Breast cancer is an increasingly common disease, particularly amongst younger women. Although new treatments developed over the past few decades mean that most survive the disease, for women with some types of breast cancer, such as triple negative breast cancer, the prognoses remain poor. Women with a germline mutation in the BRCA1 genes have an excessively high risk of developing breast cancer and the majority of these cancers are triple negative breast cancers. Their risk of ovarian cancer is also high. Risk reducing surgery through removal of both breasts, ovaries and fallopian tubes, is currently the only option available to these women at the highest risk as it is not currently possible to predict which women with a mutation will develop cancer.
Role of progesterone in cancer formation
Previous studies in mice have shown that increased progesterone levels trigger increases in the protein RANKL in breast tissue and leads more frequent cell division in non-hormone responsive luminal progenitor cells. This more frequent division of the luminal progenitor cells drives cancer formation.
We studied daily progesterone levels in saliva and urine samples from women with and without BRCA mutations. We found that the progesterone levels were higher throughout the menstrual cycle in women with a BRCA1 mutation compared to controls, particularly during the luteal (post-ovulation) phase. Hence, blocking progesterone signalling in women at high risk of breast cancer could prevent of the disease.

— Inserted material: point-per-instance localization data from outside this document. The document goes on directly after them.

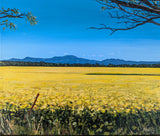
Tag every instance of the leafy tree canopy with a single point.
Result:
(8, 16)
(130, 13)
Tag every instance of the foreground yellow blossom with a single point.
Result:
(61, 86)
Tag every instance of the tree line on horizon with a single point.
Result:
(45, 64)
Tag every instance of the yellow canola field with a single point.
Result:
(61, 86)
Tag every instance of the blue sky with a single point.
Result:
(62, 30)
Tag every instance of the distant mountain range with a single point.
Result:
(70, 59)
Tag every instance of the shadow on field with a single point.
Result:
(123, 74)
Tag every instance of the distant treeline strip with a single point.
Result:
(18, 63)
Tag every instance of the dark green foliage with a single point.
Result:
(84, 122)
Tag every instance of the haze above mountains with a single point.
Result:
(71, 59)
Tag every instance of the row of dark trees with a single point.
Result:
(16, 63)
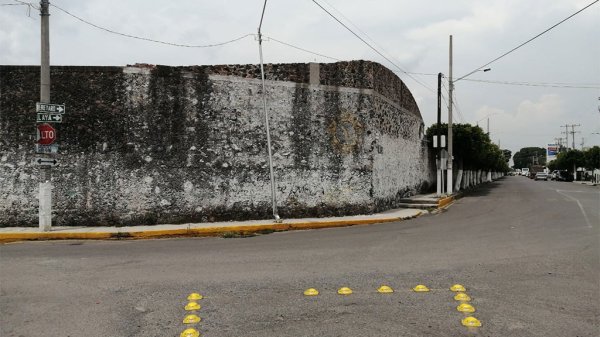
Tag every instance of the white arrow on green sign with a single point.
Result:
(50, 108)
(49, 118)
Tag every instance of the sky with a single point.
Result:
(562, 66)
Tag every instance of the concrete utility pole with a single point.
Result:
(566, 132)
(438, 143)
(264, 97)
(573, 132)
(45, 187)
(450, 141)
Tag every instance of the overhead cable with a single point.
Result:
(549, 85)
(148, 39)
(526, 42)
(302, 49)
(373, 48)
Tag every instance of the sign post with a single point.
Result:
(44, 133)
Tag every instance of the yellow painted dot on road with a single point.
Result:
(191, 319)
(345, 291)
(385, 290)
(471, 321)
(465, 307)
(421, 289)
(195, 297)
(457, 288)
(311, 292)
(190, 333)
(192, 306)
(462, 297)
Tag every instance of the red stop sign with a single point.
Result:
(46, 134)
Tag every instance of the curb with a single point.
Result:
(191, 232)
(445, 201)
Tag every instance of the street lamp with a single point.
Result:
(264, 99)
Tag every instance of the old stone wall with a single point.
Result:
(153, 144)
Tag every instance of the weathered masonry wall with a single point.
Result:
(153, 144)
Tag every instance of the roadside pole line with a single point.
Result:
(587, 220)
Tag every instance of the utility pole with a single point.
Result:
(573, 132)
(45, 186)
(264, 97)
(439, 171)
(450, 142)
(566, 132)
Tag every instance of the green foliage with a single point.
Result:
(472, 147)
(524, 157)
(590, 159)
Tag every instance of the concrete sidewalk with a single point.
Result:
(11, 234)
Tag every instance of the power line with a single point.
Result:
(302, 49)
(148, 39)
(373, 48)
(549, 85)
(371, 39)
(526, 42)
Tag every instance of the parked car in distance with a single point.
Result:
(564, 176)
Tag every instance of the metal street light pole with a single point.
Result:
(450, 142)
(264, 97)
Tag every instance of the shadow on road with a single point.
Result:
(481, 190)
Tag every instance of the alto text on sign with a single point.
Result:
(46, 134)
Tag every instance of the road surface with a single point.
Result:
(528, 253)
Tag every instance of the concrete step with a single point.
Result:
(421, 200)
(417, 205)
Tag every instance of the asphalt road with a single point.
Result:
(528, 253)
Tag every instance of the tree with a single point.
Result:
(592, 158)
(568, 160)
(526, 157)
(473, 148)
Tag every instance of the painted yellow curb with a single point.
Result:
(189, 232)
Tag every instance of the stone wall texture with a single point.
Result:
(148, 144)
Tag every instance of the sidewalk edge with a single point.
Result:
(193, 232)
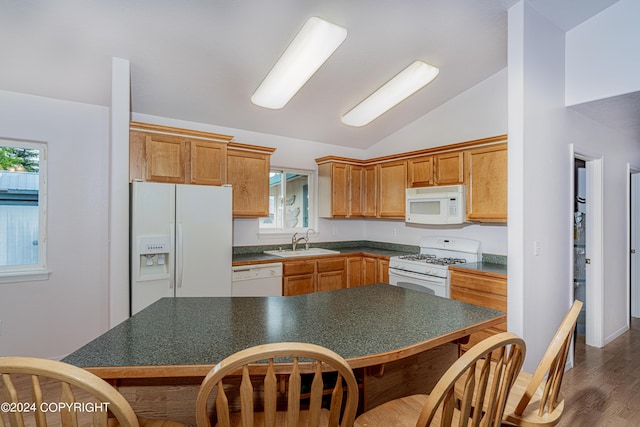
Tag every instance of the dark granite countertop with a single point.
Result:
(367, 325)
(484, 267)
(372, 248)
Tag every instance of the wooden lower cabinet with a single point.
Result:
(331, 274)
(480, 288)
(313, 275)
(365, 270)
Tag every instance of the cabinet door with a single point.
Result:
(354, 272)
(331, 274)
(355, 190)
(383, 270)
(370, 191)
(208, 162)
(298, 285)
(449, 168)
(487, 183)
(339, 189)
(369, 270)
(166, 158)
(392, 182)
(248, 174)
(420, 171)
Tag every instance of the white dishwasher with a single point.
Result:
(257, 280)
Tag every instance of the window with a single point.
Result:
(22, 210)
(290, 196)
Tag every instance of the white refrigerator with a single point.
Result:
(180, 242)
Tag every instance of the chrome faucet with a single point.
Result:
(294, 241)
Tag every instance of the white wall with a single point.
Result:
(540, 167)
(539, 174)
(54, 317)
(602, 54)
(478, 112)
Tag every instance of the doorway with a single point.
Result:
(634, 243)
(587, 242)
(579, 240)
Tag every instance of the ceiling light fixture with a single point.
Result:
(404, 84)
(312, 46)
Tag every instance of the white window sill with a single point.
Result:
(24, 276)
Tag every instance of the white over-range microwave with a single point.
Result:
(436, 205)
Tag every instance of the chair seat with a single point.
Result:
(397, 413)
(281, 419)
(530, 415)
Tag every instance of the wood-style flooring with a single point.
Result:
(603, 389)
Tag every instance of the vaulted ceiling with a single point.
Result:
(202, 60)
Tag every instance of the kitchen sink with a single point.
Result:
(286, 253)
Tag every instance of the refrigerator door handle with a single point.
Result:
(179, 263)
(172, 231)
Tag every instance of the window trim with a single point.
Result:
(313, 216)
(39, 271)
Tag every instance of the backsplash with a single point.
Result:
(244, 250)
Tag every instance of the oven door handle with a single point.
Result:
(408, 275)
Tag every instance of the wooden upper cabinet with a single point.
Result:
(370, 191)
(248, 173)
(354, 200)
(437, 169)
(392, 184)
(180, 156)
(420, 171)
(208, 162)
(486, 170)
(448, 168)
(167, 159)
(340, 187)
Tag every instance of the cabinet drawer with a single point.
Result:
(496, 302)
(334, 264)
(298, 267)
(479, 283)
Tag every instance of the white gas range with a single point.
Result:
(428, 271)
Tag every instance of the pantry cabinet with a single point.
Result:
(479, 288)
(370, 191)
(248, 173)
(487, 183)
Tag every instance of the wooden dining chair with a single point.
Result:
(535, 399)
(296, 383)
(70, 394)
(442, 408)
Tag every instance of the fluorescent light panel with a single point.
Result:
(406, 83)
(312, 46)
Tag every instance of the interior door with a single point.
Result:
(635, 245)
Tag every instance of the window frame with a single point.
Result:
(38, 271)
(275, 232)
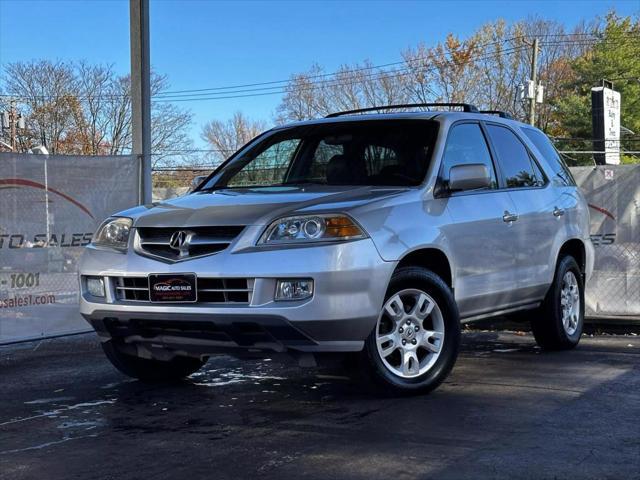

We developed an epigenetic signature in breast tissue – the WID-Breast29 – that identifies the proportion of luminal progenitor cells that have undergone a high number of divisions (or in other words, cells with a high replicative age) and showed that the WID-Breast29 is much higher in breast cancer tissue compared to normal tissue.
Our in vitro studies also highlight the role of progesterone in controlling the cytotoxicity of NK cells in BRCA1 mutation carriers and the role of hypoxia in cancer development.
Mifepristone for breast cancer prevention
Mifepristone is a drug that stops progesterone from binding to its receptor and thereby should interfere with the cascade of events involving RANKL leading to an increased number of luminal progenitor cells and cancer. In our studies, we showed that mifepristone reduced the number of luminal progenitor cells with a high replicative age, as measured with the WID Breast29.
Precision prevention
These new data, as well as the wider literature, support the use of mifepristone for breast cancer prevention. Clinical trials are warranted, but are challenging to perform due to the long-term follow up required to demonstrate the preventive effect.
Our studies show that monitoring breast cancer risk in tissue using the WID-Breast29 could indicate whether breast cancer prevention with mifepristone is working or whether risk reducing surgery would be needed. However, regular tissue sampling is invasive and it would be preferable to monitor risk in a surrogate tissue, such as a cervical sample or cheek swab.
Evidence generated during the BRCA-ERC study support the hypothesis that epigenetic signatures in easy-to-access, hormone sensitive, cervical tissue are reflective of cancer field defects at distant sites, such as in the breast. These data complement other data in surrogate tissue generated during the project for example showing that a tissue-independent epigenetic clock measured in cervical samples (the WID-relative epigenetic age) reflects changes in breast tissue from pre-menopausal women with a BRCA mutation; and a signature in cervical cells – the WID-qtBC – that combines information on methylation status and underlying genetic risk (single nucleotide polymorphisms) identifies women at increased risk for breast cancer. Both the WID-REA and the WID-qtBC indicated a reduction breast cancer risk after treatment with mifepristone.
Early cancer detection
Novel tests for the detection of women’s cancer complement our approach to prevention. Here, we expanded our findings on cell-free DNA methylation (cfDNAme) through analysis in diagnostic samples and early detection (preceding diagnosis; samples from the UK Familial Ovarian Cancer Screening Study). In the diagnostic set, the specificity of cfDNAme was 97.6%. High-risk cancers were detected with a sensitivity of 80%. Combination of cfDNAme and CA125 increased sensitivity to 94.4% for high-risk cancers. We also delivered new studies using an epigenetic test for uterine cancers (the WID-qEC), which outperformed imaging (ultrasound and MRI) in a cohort study.
Next steps
While our ultimate aim is to prevent cancers from occurring, early detection of cancer remains an important target and we have also generated new data on tests for ovarian, endometrial and cervical cancers during this project. Together these insights support clinical investigation of the antiprogestin mifepristone for breast and ovarian cancer prevention. Our ERC Proof of Concept award (BRCA-PREVENT; project number 101113534) will build the necessary consensus to take this forward.